A working paper, Computational complexity and informational asymmetry in financial products, Sanjeev Arora, Boaz Barak, Markus Brunnermeier, Rong Ge. sheds some light on the complex mathematical models upon which credit default obligations and other derivatives are based.
What Arora et al. prove is not only are many derivative mathematical models impossible to compute, never mind in real time, because they require more computing power than the world possesses, the missing information to run a mathematical model is a very good place to cheat with.
To understand what CDOs, derivatives are, see this post, complete with video tutorials. For some background on the mathematics behind derivatives, read We Want the Formula and this one on some of the probability functions.
Onto the paper. Firstly this quote:
One of our main results suggests that it may be computationally intractable to price derivatives even when buyers know almost all of the relevant information, and furthermore this is true even in very simple models of asset yields.
They ain't talking about your new PC cranking through these calculations, they are referring to massive supercomputers.
This result immediately posts a red flag about asymmetric information, since it implies that derivative contracts could contain information that is in plain view yet cannot be understood with any foreseeable amount of computational effort.
So, individual investors or even online brokerage firms can kiss it goodbye in verifying these values easily due to computational complexity of the algorithms themselves.
The practical downside of using derivatives is that they are complex assets that are difficult to price. Since their values depend on complex interaction of numerous attributes, the issuer can easily tamper derivatives without anybody being able to detect it within a reasonable amount of time.
The paper points out current variations in price can be 17% and they can give widely variable pricing evaluations, even within the same bank issuing the same tranch (little slices of rated assets) in a derivative.
Now here is the reason this paper is so mind boggling damning and I'm translating from computational research to Populist terms.
There is no friggin' way to crank these numbers in these models with typical processing power. There are not enough computers in the world. That means not only are many results invalid, but this:
Designers of financial products can rely on computational intractability to disguise their information via suitable “cherry picking.” They can generate extra profits from this hidden information, far beyond what would be possible in a fully rational setting
Translated to Populist blog speak: Derivatives are a way to scam and screw investors out of their dough through a lot of high fallutin' gobbledygook that sounds real technical.

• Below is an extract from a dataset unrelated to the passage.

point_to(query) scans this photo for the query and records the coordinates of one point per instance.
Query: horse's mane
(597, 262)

How do sellers scam on CDOs? By taking a few of the ones they are peddling, a subset, and stuffing them with more toxic assets than the other ones. To load the derivative dice, one adds , to be precise. This puts that particular CDO at a much higher probability of default. So, instead of mitigating risk, one can increase risk! Supposedly one of the justifications of derivatives is to mitigate risk. Ho ho ho!
Now, because there are only some CDOs which are rigged, finding which subset of them is, in a sea of CDOs....computationally impossible. It wouldn't matter if you had gobs and gobs of super computers, and billions of years, you ain't gonna find them because one has to go through all sorts of permutations to calculate and determine them. To make matters worse, the CDO seller, can stuff CDOs with a subset of worthless assets in a way that even if one had all of the computers in the world and could crank through , it won't pop up in the detection algorithm anywho due to the probability spread. In Math geek, this is technically a NP-Complete problem.

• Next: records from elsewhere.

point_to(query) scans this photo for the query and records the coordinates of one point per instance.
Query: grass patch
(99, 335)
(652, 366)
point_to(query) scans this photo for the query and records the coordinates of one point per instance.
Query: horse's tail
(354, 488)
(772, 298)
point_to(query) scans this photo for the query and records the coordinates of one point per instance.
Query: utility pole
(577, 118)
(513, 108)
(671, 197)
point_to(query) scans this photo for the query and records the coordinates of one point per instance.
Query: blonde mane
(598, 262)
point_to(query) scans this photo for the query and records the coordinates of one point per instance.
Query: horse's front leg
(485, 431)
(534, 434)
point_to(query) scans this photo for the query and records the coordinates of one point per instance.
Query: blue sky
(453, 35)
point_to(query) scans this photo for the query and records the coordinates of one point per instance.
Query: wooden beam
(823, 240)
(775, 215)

In layman's terms, the equation simply means even with a huge bunch of honking fast computers, one cannot get a concrete result or answer.

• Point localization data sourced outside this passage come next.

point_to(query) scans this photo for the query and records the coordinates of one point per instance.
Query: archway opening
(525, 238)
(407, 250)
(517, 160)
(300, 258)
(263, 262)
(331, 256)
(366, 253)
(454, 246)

Then asymmetric information means that one guy has more info that you do when making a transaction. Say the seller of a house knows it has termites, but you don't and buy the house thinking you got a great deal because it was below market value.
Surely there is a way to guarantee these derivatives are not tampered with right? Uh, no! If ya can't prove these things are rigged, how ya gonna guarantee they ain't? Even more interesting, let's say a patsy buyer gets wiped out and suspects he's been scammed, this plan is full-proof because there is no evidence, thus nothing the screwed over buyer can do to get their money back.
Is there anything that can be done to make derivatives a computationally bounded problem to make them legit? Indeed there is, say the authors. One is a logic statement, an exclusive OR, although I don't recall seeing such a thing in any probability or statistical formula...(yet, there is integer mathematics)....and then they define a more realistic bound, what is called a tree of majorities.
Now, on regulation, here on EP we've called for the regulation of the mathematical models themselves. How can one sell a product built on bad math, that is not even valid by the mathematical properties themselves? One could also incorporate the ability to validate a price computationally as part of a regulation requirement. The above type of derivatives outlined in the paper? Plain just ban them would be my druthers.
The rest of the paper is an exceptional read, but be warned, it does use many computer science theoretical terms, equations and advanced probability and statistical concepts. I've broken down a few key concepts above.
I'm personally thrilled to see some computer scientists look into financial derivatives! When we first reviewed them on this site, we were shocked that the Mathematical and Scientific community had not flagged many of these models for being theoretically flawed, from the mathematics themselves. Good work Arora et al.!
The authors have also put up a derivatives FAQ of the implications of their paper.